Tag Archives: Statistical learning

Statistical learning: ANOVA (analysis of variance) (1)

Statistical learning

Recently, in the process of processing data, I found that my theoretical knowledge was weak. Therefore, I started this series of posts to record my theoretical supplement process, which is convenient for later people to understand.

ANOVA (analysis of variance)

Analysis of variance (ANOVA), also known as “analysis of variance”, is invented by r.a.fisher, which is used to test the significance of mean difference between two or more samples. Due to the influence of various factors, the data obtained from the study showed volatility. The reasons for the fluctuation can be divided into two categories, one is the uncontrollable random factors, the other is the controllable factors applied in the study.

definition

Analysis of variance (ANOVA), also known as “analysis of variance” or “F-test”, is invented by r.a.fister. It is used to test the statistical characteristics of two or more sample sets: the significance of mean difference.
The basic assumption of ANOVA is the difference between the means of different sample groups. There are two basic sources:
(1) experimental variables, that is, the differences caused by the main differences of samples (for example, male and female), are called inter group differences. It is expressed by the sum of the square deviations of the mean values of all variables in each group and the total mean values of all variables mixed together. It is denoted as SSB, and its degree of freedom is DFB.
(2) random error, such as the difference caused by measurement error or the difference between individuals, is called intra group difference. It is expressed by the sum of the square sum of the deviations between the mean value of variables in each group and the value of variables in the group. It is recorded as SSW, and the intra group degree of freedom is DFW.
The sum of squares of total deviation SST = SSB + SSW.
Divide the intra group SSW and inter group SSB by their respective degrees of freedom (intra group DFW = N-M, inter group DFB = M-1, where n is the total number of samples and M is the number of groups), and get their mean square MSW and MSB. One case is that the experimental conditions have no effect, that is, the samples of each group are from the same population with the same distribution, MSB / MSW ≈ 1. The other is that the processing does work. The mean square between groups is the result of the error and different processing, that is, each sample comes from different populations. So, MSB & gt; & gt; MSW (much larger than 1).
The ratio of MSB / MSW constitutes F distribution. The F value is compared with its critical value as the basis for inferring whether each sample comes from the same population at a given significance.

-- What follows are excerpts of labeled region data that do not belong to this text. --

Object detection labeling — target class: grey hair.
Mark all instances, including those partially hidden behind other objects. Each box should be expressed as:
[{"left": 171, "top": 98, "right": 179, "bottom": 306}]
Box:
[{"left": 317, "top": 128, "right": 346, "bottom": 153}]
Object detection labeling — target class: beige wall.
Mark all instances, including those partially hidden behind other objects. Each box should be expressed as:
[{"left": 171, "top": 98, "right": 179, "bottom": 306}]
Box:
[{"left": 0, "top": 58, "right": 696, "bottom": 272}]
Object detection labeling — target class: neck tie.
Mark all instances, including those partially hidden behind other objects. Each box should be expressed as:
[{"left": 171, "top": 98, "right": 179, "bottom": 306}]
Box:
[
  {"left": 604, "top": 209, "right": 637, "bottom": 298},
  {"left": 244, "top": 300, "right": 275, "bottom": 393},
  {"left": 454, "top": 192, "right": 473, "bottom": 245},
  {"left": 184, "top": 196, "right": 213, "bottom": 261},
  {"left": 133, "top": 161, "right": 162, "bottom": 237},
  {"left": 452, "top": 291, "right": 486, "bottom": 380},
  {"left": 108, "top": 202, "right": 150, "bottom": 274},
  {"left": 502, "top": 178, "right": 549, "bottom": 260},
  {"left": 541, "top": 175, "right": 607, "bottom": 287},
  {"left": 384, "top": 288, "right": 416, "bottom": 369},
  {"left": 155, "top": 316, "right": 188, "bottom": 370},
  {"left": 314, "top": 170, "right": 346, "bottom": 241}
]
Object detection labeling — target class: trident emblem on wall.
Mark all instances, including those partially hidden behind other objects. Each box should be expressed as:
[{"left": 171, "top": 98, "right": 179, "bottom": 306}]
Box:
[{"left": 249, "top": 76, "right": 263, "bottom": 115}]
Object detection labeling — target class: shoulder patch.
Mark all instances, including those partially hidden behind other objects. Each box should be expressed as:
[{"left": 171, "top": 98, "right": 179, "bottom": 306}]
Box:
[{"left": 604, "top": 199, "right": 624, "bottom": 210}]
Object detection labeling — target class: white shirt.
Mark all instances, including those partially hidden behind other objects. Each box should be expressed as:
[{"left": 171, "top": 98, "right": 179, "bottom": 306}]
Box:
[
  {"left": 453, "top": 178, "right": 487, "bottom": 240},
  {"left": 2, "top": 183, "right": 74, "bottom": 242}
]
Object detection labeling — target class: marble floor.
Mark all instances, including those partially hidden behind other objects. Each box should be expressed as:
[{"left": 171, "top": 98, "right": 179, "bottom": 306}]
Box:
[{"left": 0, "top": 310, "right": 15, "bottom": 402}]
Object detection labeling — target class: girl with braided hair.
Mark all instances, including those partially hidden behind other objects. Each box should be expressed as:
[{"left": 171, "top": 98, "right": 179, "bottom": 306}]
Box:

The basic idea of ANOVA is to study the contribution of variation from different sources to the total variation, so as to determine the significance of controllable variables to the research results.

For example:

Here we use a simple example to illustrate the basic idea of ANOVA:
for example, the blood phosphorus values (mmolgl) of 11 patients with Keshan disease and 13 healthy people in a Keshan disease area are as follows:
patients: 0.84 1.05 1.20 1.39 1.53 1.67 1.80 1.87 2.07 2.11
healthy people: 0.54 0.64 0.64 0.75 0.76 0.81 1.16 1.20 1.34 1.35 1.48 1.56 1.87
healthy people: 0.54 0.64 0.64 0.75 0.76 0.81 1.16 1.20 1.34 1.35 1.48 1.56 1.87 Is the blood phosphorus value of Keshan disease patients different from that of healthy people?
It can be seen from the above data that the blood phosphorus values of 24 patients and healthy people are different. If the variation around the total mean value is described by the sum of squares of deviation (SS), the total variation has the following two sources:
intra group variation, that is, the blood phosphorus values in each group are not equal due to random error;
the total variation has the following two sources:
intra group variation The variation between groups, that is, due to the influence of Keshan disease, the mean value of blood phosphorus values of patients and healthy people are different.
And: SS total = SS between groups + SS within groups, V total = V between groups + V within groups
0 If the unit mean square (sum of squares of deviations divided by degrees of freedom) is used to replace the sum of squares of deviations to eliminate the influence of different sample numbers in each group, then the analysis of variance is to use the unit mean square between groups to remove the quotient of unit mean square within groups (i.e. F value) and compare it with 1. If f value is close to 1, it means that there is no significant difference between the mean values of each group. If f value is far greater than 1, it means that there is difference between the mean values of each group There was statistical significance. In practical application, the probability of F value greater than the given significance distribution can be obtained by consulting the f-cut-off table (for analysis of variance).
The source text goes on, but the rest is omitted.